Bairros ricos de SP concentram filmes legendados, enquanto periferia e cidades fora da capital têm 78% de filmes dublados
23/12/2025
(Foto: Reprodução) Bairros ricos concentram filmes legendados e bairros pobres têm 78% de filmes dublados
Morar a poucos quarteirões de um cinema na capital ou na Grande São Paulo não significa, necessariamente, que você vai conseguir assistir ao filme que você quer da forma que você prefere. A não ser que exista da sua parte uma total indiferença entre as versões dublada e legendada, com o idioma original.
Um levantamento feito pelo g1, com base em sessões disponíveis numa das maiores plataformas de vendas de ingressos do Brasil, mostra que cinemas em bairros com renda média mais baixa têm pouca oferta de filmes com legenda.

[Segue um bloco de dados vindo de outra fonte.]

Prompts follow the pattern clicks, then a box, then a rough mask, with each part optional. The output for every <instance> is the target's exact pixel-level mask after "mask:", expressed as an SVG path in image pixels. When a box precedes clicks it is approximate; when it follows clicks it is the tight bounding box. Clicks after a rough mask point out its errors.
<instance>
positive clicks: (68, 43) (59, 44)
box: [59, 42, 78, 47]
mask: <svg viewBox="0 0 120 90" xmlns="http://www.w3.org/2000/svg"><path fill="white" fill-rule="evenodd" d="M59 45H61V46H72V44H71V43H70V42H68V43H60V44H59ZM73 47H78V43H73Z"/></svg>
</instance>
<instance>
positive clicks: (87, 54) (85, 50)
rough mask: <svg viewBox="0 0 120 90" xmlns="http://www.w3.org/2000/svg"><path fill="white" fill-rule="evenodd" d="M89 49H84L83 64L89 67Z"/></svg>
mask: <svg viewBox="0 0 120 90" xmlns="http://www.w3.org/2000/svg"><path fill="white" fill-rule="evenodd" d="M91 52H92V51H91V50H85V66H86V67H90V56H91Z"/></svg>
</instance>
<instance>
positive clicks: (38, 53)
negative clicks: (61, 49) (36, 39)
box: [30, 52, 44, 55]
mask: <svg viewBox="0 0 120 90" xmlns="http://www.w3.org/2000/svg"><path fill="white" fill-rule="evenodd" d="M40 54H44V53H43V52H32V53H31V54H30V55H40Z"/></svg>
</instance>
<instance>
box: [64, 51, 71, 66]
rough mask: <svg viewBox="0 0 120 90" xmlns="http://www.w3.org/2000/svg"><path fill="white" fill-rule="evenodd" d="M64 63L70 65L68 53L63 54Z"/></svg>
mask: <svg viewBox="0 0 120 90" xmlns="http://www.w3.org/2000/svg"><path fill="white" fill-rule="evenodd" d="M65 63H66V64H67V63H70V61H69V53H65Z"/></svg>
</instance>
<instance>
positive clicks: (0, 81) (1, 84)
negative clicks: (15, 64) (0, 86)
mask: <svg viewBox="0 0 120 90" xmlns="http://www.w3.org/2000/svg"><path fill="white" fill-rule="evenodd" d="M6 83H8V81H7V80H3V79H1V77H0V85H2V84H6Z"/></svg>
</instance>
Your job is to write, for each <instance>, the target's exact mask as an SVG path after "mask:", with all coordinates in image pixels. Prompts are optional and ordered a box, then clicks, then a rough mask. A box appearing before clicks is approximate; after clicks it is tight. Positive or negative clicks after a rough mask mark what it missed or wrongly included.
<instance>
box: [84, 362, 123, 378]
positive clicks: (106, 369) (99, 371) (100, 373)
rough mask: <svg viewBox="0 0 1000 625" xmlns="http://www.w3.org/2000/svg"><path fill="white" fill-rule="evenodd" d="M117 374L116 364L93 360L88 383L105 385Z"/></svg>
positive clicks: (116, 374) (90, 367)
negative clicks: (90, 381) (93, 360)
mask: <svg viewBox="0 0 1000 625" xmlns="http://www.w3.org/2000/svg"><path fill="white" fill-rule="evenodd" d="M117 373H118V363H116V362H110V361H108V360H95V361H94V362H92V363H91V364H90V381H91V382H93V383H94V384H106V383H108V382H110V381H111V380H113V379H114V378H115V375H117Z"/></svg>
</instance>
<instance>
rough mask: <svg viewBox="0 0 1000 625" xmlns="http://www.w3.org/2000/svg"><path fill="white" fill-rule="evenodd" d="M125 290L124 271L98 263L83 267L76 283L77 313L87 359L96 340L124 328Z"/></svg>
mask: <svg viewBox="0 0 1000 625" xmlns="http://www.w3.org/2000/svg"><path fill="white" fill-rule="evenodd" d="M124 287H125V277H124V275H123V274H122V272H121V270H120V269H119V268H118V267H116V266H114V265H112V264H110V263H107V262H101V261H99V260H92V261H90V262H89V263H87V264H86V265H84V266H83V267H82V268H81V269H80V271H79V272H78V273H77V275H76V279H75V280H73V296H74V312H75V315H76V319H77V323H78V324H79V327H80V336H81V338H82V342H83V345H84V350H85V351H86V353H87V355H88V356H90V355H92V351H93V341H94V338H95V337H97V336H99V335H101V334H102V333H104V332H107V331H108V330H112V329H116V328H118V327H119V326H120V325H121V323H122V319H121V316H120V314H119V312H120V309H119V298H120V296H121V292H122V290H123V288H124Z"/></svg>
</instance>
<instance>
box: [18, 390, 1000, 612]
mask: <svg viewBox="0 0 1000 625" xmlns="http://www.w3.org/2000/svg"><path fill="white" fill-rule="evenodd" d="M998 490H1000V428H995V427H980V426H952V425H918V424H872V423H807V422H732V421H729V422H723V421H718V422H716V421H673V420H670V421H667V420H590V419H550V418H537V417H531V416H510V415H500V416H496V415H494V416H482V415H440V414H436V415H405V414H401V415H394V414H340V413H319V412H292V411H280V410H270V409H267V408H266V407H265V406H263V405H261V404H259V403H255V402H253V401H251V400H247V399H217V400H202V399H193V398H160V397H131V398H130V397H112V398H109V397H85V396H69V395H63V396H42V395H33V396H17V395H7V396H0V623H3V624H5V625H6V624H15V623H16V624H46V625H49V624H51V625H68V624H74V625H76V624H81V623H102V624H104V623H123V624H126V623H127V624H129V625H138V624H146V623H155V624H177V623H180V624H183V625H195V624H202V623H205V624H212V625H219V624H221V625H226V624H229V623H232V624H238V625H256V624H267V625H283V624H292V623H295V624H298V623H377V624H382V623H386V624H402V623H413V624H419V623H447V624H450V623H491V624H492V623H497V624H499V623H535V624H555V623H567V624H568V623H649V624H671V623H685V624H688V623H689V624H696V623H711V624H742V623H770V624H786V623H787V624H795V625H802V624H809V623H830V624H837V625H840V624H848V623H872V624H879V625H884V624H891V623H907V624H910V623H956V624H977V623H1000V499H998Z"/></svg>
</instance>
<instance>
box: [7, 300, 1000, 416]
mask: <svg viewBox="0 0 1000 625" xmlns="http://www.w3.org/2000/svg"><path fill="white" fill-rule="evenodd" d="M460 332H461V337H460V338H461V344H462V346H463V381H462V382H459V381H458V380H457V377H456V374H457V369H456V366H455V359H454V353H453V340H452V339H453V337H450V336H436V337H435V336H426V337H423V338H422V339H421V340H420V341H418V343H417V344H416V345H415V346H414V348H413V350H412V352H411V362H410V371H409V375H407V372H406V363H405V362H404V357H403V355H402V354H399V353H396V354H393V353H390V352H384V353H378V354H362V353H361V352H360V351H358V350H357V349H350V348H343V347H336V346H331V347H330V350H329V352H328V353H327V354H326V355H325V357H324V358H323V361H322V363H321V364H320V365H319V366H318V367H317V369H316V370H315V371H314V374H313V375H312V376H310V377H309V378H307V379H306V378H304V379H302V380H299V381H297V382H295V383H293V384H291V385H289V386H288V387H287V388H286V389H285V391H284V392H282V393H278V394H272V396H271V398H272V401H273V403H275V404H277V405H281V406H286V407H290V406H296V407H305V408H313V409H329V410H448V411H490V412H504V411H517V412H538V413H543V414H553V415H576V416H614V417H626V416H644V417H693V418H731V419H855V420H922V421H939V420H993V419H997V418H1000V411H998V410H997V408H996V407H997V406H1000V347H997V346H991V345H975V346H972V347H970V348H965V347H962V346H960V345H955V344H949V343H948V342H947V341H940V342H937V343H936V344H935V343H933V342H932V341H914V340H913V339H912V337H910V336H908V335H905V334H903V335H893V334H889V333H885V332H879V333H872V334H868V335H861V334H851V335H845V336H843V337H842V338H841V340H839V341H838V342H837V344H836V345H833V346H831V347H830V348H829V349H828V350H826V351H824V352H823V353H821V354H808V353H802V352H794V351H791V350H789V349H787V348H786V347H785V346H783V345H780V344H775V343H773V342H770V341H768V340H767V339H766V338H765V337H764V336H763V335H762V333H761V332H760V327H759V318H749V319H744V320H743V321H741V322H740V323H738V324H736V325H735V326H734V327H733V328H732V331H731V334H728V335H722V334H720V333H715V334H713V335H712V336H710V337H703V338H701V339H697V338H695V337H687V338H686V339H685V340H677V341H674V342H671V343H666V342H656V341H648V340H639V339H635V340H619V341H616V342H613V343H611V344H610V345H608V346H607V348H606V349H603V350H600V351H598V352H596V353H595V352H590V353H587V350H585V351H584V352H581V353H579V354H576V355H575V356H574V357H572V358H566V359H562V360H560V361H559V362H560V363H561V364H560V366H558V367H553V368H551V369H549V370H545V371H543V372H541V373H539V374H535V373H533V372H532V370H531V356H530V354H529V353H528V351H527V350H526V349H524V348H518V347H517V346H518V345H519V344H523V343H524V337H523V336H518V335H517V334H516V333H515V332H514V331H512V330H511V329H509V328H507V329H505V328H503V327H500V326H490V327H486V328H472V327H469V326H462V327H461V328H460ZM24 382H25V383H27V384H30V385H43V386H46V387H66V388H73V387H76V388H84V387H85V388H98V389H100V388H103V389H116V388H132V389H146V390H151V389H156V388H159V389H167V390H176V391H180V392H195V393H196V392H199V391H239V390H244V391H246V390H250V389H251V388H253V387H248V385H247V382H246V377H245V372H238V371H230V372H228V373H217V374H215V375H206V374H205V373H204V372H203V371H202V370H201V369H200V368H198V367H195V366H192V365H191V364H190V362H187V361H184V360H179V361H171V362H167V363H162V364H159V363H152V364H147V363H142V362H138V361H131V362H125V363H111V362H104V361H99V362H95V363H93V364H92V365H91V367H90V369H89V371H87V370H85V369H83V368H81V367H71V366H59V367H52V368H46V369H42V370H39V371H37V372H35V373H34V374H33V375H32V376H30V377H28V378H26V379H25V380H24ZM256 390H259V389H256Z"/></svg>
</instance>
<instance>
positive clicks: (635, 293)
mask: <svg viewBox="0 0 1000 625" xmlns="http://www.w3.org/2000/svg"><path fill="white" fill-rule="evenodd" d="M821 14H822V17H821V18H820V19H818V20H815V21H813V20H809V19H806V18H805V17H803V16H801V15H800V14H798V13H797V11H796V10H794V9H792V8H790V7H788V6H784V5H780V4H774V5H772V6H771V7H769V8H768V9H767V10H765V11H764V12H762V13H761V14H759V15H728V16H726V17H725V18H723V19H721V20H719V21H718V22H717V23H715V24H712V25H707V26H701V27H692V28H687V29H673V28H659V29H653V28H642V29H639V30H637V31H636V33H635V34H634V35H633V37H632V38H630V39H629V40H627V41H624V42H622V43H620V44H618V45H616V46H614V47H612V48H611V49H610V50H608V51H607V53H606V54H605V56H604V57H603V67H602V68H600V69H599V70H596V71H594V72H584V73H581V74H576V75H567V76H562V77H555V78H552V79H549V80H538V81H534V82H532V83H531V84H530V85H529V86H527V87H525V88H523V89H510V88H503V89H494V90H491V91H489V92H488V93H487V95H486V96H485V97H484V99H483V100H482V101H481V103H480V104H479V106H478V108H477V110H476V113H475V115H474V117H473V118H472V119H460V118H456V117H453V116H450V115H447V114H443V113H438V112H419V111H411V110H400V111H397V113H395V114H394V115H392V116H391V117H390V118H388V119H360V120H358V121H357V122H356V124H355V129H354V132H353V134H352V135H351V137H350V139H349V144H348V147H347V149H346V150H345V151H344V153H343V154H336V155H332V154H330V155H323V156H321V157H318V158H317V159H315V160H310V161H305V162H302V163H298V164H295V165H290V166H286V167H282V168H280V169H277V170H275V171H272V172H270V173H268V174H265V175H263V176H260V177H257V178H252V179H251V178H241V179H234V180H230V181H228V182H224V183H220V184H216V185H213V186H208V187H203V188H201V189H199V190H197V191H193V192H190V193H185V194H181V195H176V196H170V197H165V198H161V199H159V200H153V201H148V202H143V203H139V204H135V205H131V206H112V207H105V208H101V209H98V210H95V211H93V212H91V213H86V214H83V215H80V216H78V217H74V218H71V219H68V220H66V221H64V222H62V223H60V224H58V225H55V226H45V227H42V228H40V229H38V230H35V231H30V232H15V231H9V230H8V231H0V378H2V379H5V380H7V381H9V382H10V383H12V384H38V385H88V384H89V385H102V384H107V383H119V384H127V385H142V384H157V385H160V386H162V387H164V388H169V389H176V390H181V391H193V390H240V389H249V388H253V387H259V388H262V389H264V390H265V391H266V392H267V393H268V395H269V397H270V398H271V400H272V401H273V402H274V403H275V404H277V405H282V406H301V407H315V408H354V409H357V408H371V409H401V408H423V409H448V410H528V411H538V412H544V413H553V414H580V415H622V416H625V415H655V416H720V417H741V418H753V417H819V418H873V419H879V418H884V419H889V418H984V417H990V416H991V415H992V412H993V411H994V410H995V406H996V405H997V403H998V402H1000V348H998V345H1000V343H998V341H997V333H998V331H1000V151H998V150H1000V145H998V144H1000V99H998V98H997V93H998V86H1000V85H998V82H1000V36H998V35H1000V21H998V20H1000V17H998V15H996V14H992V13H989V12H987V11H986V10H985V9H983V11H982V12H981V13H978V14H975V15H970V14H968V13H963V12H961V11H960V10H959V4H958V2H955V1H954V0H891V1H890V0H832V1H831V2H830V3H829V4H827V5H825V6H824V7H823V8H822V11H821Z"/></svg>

Na maioria dos casos, eles mantêm uma programação quase inteiramente composta por sessões dubladas (veja infográfico abaixo).
Já em regiões mais ricas da cidade, especialmente nas zonas Sul e Oeste, a oferta de sessões em idioma original é consideravelmente maior.
Pense na seguinte situação hipotética:
João mora em Interlagos, na Zona Sul, e quis ver um filme legendado no Shopping Interlagos na última quinta-feira (11). Não conseguiu porque só havia opções dubladas;
Então, procurou por alternativas mais próximas de sua casa;
Foi ao Shopping SP Market, na mesma região, mas caiu do cavalo: só sessões dubladas;
Andou mais um pouquinho pela Av. das Nações Unidas e chegou ao Boa Vista Shopping tentando encontrar o filme legendado, mas ficou na vontade;
Teve que exercitar a paciência e percorrer mais algumas quadras até chegar ao Mais Shopping, ao lado do Terminal Santo Amaro — encontrou frustração, já que só havia opções dubladas;
Apenas alguns quilômetros à frente, nos shoppings Parque da Cidade e Market Place, encontrou salas com filmes legendados.
Sessão de cinema no teatro Cultura Artística, em São Paulo
Gustavo Honório/g1
Isso não é apenas coincidência: os shoppings Parque da Cidade e Market Place estão localizados no Itaim Bibi, 9º distrito com a maior renda média da capital e 4º distrito com maiores índices socioeconômicos, segundo o Mapa da Desigualdade 2024.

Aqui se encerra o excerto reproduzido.